Processing dynamic amount of flows in parallel in Mule 4
Sometimes it can be very useful to be able to process flows in parallel. This way you can drastically improve the performance of a service. When you have a static amount of flows you need to process, you can use the Scatter-Gather component in Mule. However, when you don’t know the amount of flows that you need to trigger at design time, the Scatter-Gather component won’t do the trick unfortunately.
Sequential processing using a For Each loop
Mule delivers the For Each loop component out-of-the-box. This component can be used to process a dynamic amount of records. Unfortunately, this will process all iterations sequentially. As an example, I have created a simple flow that will retrieve the latitude and longitude for a dynamic amount of cities using the MetaWeather API:
Below you can find an example of a request with the corresponding response:
Besides the response, this request resulted in the following loglines as well. As you can see, the retrieval of the cities was done sequentially.
INFO 2019-02-27 11:36:26,651 Retrieving ["Amsterdam"]
INFO 2019-02-27 11:36:26,895 Finised retrieving ["Amsterdam"]
INFO 2019-02-27 11:36:26,899 Retrieving ["London"]
INFO 2019-02-27 11:36:27,090 Finised retrieving ["London"]
INFO 2019-02-27 11:36:27,094 Retrieving ["Paris"]
INFO 2019-02-27 11:36:27,395 Finised retrieving ["Paris"]
Parallel processing using a Group Based Aggregator
Now that we have mentioned 2 components (Scatter-Gather and For Each) that did not do the trick for us, let’s have a look how we can achieve the desired behavior. To do this, we will use the Mule Aggregators Module . Note that this module is not pre-installed in Anypoint Studio, so it must be added manually.
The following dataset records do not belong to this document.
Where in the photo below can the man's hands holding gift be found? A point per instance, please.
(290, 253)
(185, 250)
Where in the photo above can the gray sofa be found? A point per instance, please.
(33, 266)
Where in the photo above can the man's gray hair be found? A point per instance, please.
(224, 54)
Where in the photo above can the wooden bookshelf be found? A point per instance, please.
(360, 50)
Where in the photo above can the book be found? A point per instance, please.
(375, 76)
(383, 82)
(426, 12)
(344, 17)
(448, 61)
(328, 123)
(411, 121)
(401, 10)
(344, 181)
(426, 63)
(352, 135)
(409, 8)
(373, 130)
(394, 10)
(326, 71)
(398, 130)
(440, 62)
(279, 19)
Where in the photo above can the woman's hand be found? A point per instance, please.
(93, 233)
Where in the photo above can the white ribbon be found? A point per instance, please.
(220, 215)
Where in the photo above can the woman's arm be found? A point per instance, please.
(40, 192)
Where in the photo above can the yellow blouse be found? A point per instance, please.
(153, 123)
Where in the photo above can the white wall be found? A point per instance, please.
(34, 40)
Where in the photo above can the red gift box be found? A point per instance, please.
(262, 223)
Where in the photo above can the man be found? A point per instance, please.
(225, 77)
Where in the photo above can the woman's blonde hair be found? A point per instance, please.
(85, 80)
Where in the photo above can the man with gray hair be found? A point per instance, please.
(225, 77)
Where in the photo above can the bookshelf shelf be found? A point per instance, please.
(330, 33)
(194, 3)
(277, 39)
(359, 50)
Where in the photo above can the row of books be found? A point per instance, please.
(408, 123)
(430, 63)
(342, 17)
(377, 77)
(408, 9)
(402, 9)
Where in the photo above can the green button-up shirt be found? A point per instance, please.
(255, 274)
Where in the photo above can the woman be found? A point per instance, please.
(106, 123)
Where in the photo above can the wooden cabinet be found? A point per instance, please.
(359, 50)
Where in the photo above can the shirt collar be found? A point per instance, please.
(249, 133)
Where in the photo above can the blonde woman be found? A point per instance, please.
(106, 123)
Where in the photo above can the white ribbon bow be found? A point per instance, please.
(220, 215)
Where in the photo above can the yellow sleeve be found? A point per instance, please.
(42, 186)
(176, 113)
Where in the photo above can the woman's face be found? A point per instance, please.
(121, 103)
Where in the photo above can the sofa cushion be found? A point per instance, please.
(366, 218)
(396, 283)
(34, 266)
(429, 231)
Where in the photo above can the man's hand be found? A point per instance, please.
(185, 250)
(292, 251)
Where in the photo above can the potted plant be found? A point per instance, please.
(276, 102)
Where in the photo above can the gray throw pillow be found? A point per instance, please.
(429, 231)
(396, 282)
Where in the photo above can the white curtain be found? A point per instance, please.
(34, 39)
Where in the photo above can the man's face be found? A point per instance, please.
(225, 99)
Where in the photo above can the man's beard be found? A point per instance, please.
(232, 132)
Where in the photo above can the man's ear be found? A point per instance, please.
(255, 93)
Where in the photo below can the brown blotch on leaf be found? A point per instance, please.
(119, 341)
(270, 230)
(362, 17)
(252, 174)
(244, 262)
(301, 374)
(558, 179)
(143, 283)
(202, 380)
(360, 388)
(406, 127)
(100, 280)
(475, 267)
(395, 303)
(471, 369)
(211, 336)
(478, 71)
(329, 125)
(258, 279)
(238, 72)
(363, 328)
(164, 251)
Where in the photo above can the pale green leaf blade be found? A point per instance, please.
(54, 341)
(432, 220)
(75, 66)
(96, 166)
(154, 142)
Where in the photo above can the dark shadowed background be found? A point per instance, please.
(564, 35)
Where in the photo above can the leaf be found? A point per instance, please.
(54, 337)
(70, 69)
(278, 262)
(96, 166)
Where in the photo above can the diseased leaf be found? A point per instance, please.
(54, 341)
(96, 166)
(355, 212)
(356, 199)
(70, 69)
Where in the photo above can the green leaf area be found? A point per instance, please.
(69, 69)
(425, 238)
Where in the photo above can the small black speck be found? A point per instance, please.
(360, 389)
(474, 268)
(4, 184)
Again we’ll start by adding a For Each loop to the flow, to iterate over the cities in the request. Within this For Each loop we will add a Async block, so Mule will be able to process these flows in parallel threads.
Now we just need to make the main flow wait until all of the parallel processes are finished, to be able to move on in the flow for further processing (or in our case, construct the response payload). To do this, we’ll add a Group based aggregator component as the final step within the Async block. On this component we need to configure the following settings:
- Set a Name. In our example we’ve used CitiesAggregator.
- Set a Group id. Because we just have 1 Group based aggregator, we can use the default #[correlationId]. However, when you have multiple of these Group based aggregator designs in a single flow, you should use a more distinctive identifier like #[‘CITIES-AGGREGATOR-‘ ++ correlationId].
- Set the Group size the amount of cities in the initial payload. When we trigger the flow with 3 cities, this will cause that the first 2 cities that reach the Group based aggregator step to end up in the Incremental aggregation phase, but the last one to end up in the Aggregation complete phase.
The Incremental aggregation phase of the Group based aggregator can be left empty. In the Aggegation complete phase we now just need a trigger to move on with the (synchronous) main flow. We will use a VM Publish for this. Create a new VM Config and add a queue, for example with the name allCitiesRetrieved. Enter the same Queue name in the VM Publish step configuration.
Now we finally need something to make the main flow wait after the For Each loop until the VM Publish has been triggered. Add a VM Consume step right behind the For Each loop. Use the same VM Config and Queue name as in the VM Publish step. You can also specify a timeout value here, which will cause an exception when 1 (or more) of the parallel threads did not finish in time. The payload will be an array of all payloads that reached the group (so similar to the payload after a Scatter-Gather block) after the VM Consume step.
Important: When you specify a timeout on the VM Consume phase, make sure that they “match” the (eviction) timeout settings on both the Group based aggregator and the VM Publish steps. Because if the message was published before these timeouts, but the VM Consume already resulted in a timeout, the next time the flow is used the VM Consume will immediately pick up the old (already existing) message from the previous execution. This will cause unexpected behavior, like old results to be returned!
The total flow will now look something like the below example:
Let’s send another request to the service:
When we have another look at the logging, we can now see that the requests were actually processed in parallel. Also, the response time has been reduced.
INFO 2019-02-27 12:44:02,626 Retrieving ["Amsterdam"]
INFO 2019-02-27 12:44:02,627 Retrieving ["London"]
INFO 2019-02-27 12:44:02,629 Retrieving ["Paris"]
INFO 2019-02-27 12:44:02,855 Finised retrieving ["Paris"]
INFO 2019-02-27 12:44:02,875 Finised retrieving ["London"]
INFO 2019-02-27 12:44:03,077 Finised retrieving ["Amsterdam"]
Important: Please note that the order of Array after the Consume step is determined by which request finished processing first, instead of the trigger order! When you execute the flow multiple times, you’ll see that the order of the response entities varies every time.
The demo application that I’ve used while writing this blog, can be downloaded here.
Good luck processing your flows in parallel and improving the performance of your flows!